Youth leaders from the disabled community are clamoring for greater access to tertiary-level training and employment opportunities, as they struggle to gain equality with their able-bodied peers.

The youths voiced their concerns to Minister of Youth and Culture, Hon. Lisa Hanna, and United States Ambassador to Jamaica, Her Excellency Pamela Bridgewater, among other stakeholders, during a roundtable discussion hosted at the US Embassy in Kingston on Friday (April 20), in observance of Global Youth Service Day.

Miss Deaf International, Cassandra Whyte, who communicated through an interpreter, noted that most young people in the deaf community are marginalised and discriminated against because of their disability.

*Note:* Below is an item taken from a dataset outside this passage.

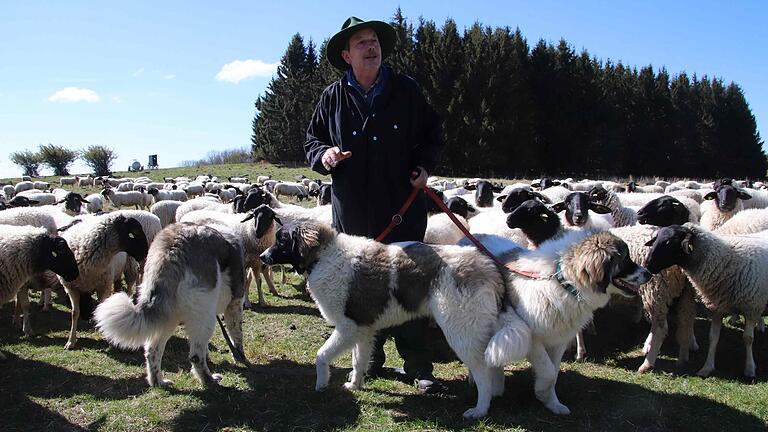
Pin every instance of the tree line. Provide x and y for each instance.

She said one of their main areas of concern is tertiary level education, as local institutions do not have the proper facilities or programmes in place to make learning accessible to them.

“It is very hard to get education for the deaf community. Many of them, they are ready and they are qualified, they have their CXCs, but Jamaican universities are just not accepting them,” she said, noting that many have to go abroad to study.

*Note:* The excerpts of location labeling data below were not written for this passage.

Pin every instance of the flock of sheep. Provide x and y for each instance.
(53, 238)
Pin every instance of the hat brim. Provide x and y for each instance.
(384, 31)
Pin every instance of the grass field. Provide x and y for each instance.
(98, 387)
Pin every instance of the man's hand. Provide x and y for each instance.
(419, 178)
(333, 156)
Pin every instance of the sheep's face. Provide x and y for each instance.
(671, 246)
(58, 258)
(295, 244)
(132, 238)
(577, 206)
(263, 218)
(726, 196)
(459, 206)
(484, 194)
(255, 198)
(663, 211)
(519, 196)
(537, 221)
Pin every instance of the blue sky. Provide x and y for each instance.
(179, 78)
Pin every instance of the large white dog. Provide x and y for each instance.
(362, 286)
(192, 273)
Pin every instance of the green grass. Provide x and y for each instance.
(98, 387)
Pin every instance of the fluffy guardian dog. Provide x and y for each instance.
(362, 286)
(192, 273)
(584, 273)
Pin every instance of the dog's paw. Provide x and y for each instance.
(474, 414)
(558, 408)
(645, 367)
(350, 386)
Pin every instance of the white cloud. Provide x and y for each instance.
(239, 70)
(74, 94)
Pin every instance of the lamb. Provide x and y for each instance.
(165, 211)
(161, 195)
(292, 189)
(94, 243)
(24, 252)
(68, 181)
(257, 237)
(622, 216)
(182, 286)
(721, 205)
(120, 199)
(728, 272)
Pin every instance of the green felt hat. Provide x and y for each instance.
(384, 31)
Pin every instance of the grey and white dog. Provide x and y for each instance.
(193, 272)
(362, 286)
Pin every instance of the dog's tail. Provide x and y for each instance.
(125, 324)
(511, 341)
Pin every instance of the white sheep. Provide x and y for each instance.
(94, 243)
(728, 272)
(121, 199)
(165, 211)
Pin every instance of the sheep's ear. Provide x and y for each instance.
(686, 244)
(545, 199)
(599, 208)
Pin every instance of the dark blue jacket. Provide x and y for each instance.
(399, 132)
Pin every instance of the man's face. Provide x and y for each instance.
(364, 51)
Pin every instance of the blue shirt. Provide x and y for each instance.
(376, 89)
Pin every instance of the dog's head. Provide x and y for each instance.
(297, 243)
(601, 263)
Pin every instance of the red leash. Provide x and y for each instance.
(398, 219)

“What I want is for the deaf to stay in Jamaica and be creative here. I want the universities to be open to us, so we can study and get our degrees,” she said.

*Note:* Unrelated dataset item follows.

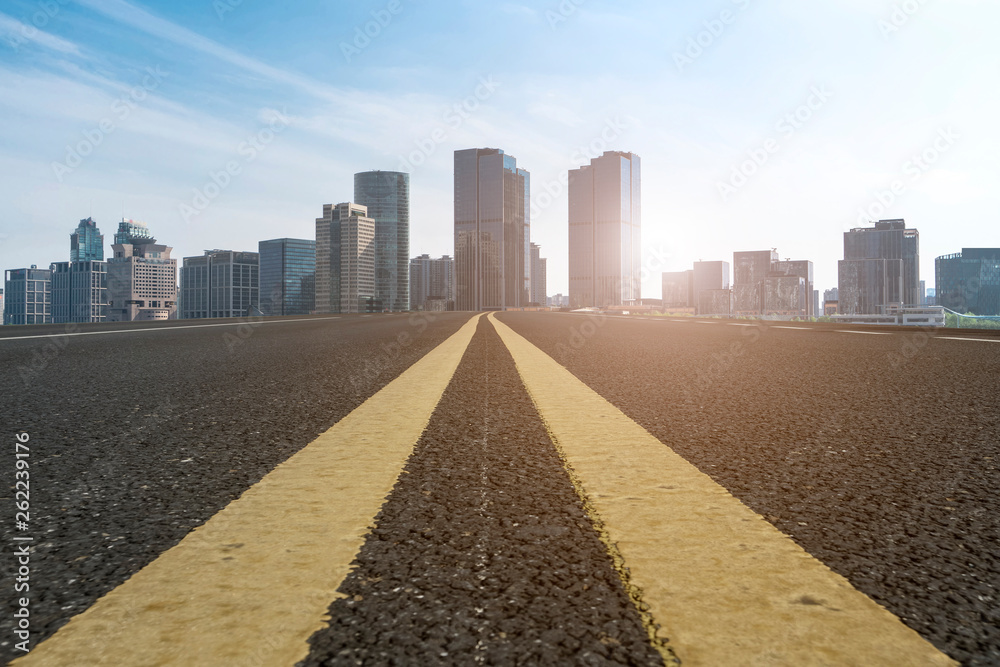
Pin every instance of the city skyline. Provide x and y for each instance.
(840, 132)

Miss Whyte, who is a social worker at the Jamaica Association for the Deaf, said employment opportunities for members of the deaf community are also limited. “Many persons have their qualifications, but they just have to sitting there waiting and we have many deaf people who are very skilled and they are ready to work, but when they go to these companies, the bosses say ‘no we can’t accept you, because you are deaf’,” she informed.

Delegate of the National Youth Council, Shanna Parkes, who is visually impaired, echoed the sentiments of Miss Whyte, noting that young people from the disabled community experience discrimination “everyday”.

Miss Parkes noted that parents are often to be blamed for their children receiving little or no education, as many of them are embarrassed that they have a disabled child and so they lock them away at home instead of sending them out to school.

“There are disabled children, who reach the age of 20 and they have never been taught,” she remarked.

In response, Miss Hanna said the Ministry, through the National Council for Youth Development (NCYD) and its various other agencies, will be working to address the issues affecting the youth in the disabled community.

Among the initiatives is expanding the Auto-Skills learning programme to reach more young people, who are physically challenged.

Auto-Skills is a computer software, which provides users with an individualised, highly effective and scalable literacy intervention solution. It is designed to help struggling students of all ages, skills and abilities, to master the fundamentals of reading.

“This is an initiative that we can definitely roll out at all the YICs (Youth Information Centres) overtime,” said NCYD Executive Director, Roberta Ellis.

“So, it’s just getting the equipment, getting the software, and having it in all the youth information centres, so both attached and unattached young people, including the disabled, can have access,” she stated.

A group of some 25 young people from various communities throughout Kingston and St. Andrew and St. Catherine participated in the roundtable discussion, which focused on the work of the youth in their communities, their achievements, and the challenges they face; and policy issues related to marginalised youth, unemployment, and youth inclusion in planning.

The discussion was facilitated by President of the National Youth Council, Ryan Small and Youth Ambassador, Paul McFarlane.

Some of the suggestions, which arose from the discussions included: additional funding for young entrepreneurs; further incentives for employers willing to employ members of the disabled community; mentorship programmes with students helping other students to learn; parenting workshops; and more community volunteerism among young people; more programmes focusing on positive values and moral in young people; and the integration of youth programmes in order to maximise results and save money.

Global Youth Service Day is an annual campaign that celebrates and mobilises young people across the world, who want to improve their communities through service and service-learning.